Se l’Iran, paese che nega i più elementari diritti civili, riesce ad ospitare tre milioni di profughi, come fa l’Unione Europea a non gestire il flusso migratorio che, comunque, in questi mesi si è notevolmente ridimensionato? Nel 2015 sono transitati per le frontiere europee non tre milioni di persone, ma – secondo stime ufficiali della stessa UE – nel 2014 gli arrivi sono stati circa 250.000 e in tutto il 2015 meno di mezzo milione.
Sono cifre imponenti, ma certamente molto meno impattanti se spalmate su una popolazione di oltre 300 milioni di persone che vivono nel territorio dei paesi che fanno capo a Bruxelles.
Questo occidente democratico e pluralista, solidale, aperto alla moderna visione di un mondo dove l’interazione è una delle dimensioni da vivere e in cui vivere, oggi chiude le porte, accetta quei muri ungheresi e slovacchi che vengono eretti con filo spinato e con la tetra presenza delle sentinelle di polizia.

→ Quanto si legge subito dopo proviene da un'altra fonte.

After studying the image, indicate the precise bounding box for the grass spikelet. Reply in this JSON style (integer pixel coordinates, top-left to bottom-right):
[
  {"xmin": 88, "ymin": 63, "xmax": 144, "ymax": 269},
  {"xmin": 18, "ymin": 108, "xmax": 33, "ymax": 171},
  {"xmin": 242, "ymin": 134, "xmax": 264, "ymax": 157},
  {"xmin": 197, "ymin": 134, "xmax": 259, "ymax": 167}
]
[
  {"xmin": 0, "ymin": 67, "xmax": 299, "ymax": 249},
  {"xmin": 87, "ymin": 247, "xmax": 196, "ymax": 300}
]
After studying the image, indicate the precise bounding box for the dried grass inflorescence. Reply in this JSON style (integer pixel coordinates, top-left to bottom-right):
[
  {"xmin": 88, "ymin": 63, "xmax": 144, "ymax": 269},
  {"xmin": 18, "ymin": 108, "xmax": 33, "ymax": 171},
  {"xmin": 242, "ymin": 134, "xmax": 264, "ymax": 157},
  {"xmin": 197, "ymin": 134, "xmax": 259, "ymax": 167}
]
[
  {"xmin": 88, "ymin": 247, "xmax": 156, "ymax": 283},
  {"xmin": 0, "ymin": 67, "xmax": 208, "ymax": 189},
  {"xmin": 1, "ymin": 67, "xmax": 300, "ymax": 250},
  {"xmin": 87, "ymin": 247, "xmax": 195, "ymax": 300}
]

Come accadeva nei territori della nordica Scozia quando, con un lavoro di ben sei anni, venne costruito il Vallo di Adriano per difendersi dai Pitti e da quelli che i romani consideravano “barbari”. Torna il “limes”, torna il confine fortificato a difesa oggi non di un impero che, nel bene e nel male, ha dato al mondo molta bellezza, molta cultura e qualche idea di convivenza tra popoli diversissimi, ma a difesa di una impaurita enorme scatola economica che si tiene assieme con la fortunosa disperazione dei più deboli che non hanno altra forza se non affidarsi alla tirannia dei più ricchi. E allora, a cosa serve celebrare la “Giornata della memoria” il 27 gennaio ogni anno se già il 28 gennaio mezza Europa si volta indietro verso tempi bui, all’ombra sempre incombente di una svastica?